Our next stop on our trip through learning methods is the topic of collaborative learning, and how it can positively affect your classroom. There is a theme forming in current education trends where teachers are accepting new roles with their students. It isn’t that the role of a traditional teacher is obsolete, but instead it is becoming more differentiated. With the incorporation of collaborative learning, students learn to work together to explore projects and topics while in your class.
Collaborative Learning Facts:
Collaborative learning is another learning method that places the student at the center of instruction, and encourages learners to work with their peers. This method focuses on students working in groups as a model for learning. These groups can be peer-to-peer or larger groups, and teachers are responsible for creating appropriate projects. Through collaborative learning students develop important skills like: higher thinking, increased self-esteem, preparation for real life vocational and social situations, and are introduced to diverse opinions.
Collaborative Learning Exercises
It’s common to have students work together on projects, but there are some innovative approaches that can improve your normal group activities.
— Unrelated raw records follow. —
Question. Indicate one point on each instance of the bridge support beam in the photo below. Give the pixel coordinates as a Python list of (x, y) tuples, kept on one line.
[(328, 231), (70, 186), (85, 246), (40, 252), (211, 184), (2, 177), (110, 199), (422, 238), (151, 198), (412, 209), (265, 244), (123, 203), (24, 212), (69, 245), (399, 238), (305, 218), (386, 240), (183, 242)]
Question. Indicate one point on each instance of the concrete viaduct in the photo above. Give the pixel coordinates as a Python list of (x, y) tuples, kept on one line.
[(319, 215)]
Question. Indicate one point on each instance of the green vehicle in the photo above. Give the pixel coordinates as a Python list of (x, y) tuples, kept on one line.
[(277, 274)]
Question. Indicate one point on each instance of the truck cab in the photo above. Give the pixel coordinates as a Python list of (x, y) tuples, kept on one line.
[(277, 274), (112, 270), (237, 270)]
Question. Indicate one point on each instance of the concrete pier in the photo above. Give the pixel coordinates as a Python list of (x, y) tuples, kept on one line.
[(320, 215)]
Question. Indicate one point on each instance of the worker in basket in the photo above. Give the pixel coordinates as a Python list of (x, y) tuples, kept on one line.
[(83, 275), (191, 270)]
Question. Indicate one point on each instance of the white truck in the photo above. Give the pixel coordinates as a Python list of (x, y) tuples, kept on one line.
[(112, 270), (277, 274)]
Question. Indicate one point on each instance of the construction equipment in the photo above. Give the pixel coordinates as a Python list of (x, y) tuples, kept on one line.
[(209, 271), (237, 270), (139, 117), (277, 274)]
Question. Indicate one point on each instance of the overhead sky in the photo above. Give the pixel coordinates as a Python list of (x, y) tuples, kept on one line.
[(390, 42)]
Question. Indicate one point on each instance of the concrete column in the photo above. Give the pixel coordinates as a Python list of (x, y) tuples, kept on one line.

- Snowball: Students start in a small group, and then join larger and larger groups to share findings. These groups continue to build until they encompass the entire class.
- Fishbowl: Three students sit in a circle where one is responsible for the topic, and the other two take opposite points of view. Like a debate, the two students share their opinion and the neutral third picks which student they agree with.
- Envoy: The class is divided into groups and once the original discussion has been completed, a single member of each group goes to an alternate group. These “Envoys’ will continue around the room until they have met with every group and shared all the ideas collected.
Collaborative Learning Tools
Now, that you’ve decided to implement collaborative learning into your classroom, there are several tools that you can use to make this transition efficient. This Docurated website breaks down different resources by age level, so that they you can start immediately. There are also applications you can introduce into your classroom to give your collaborative learning a technological edge.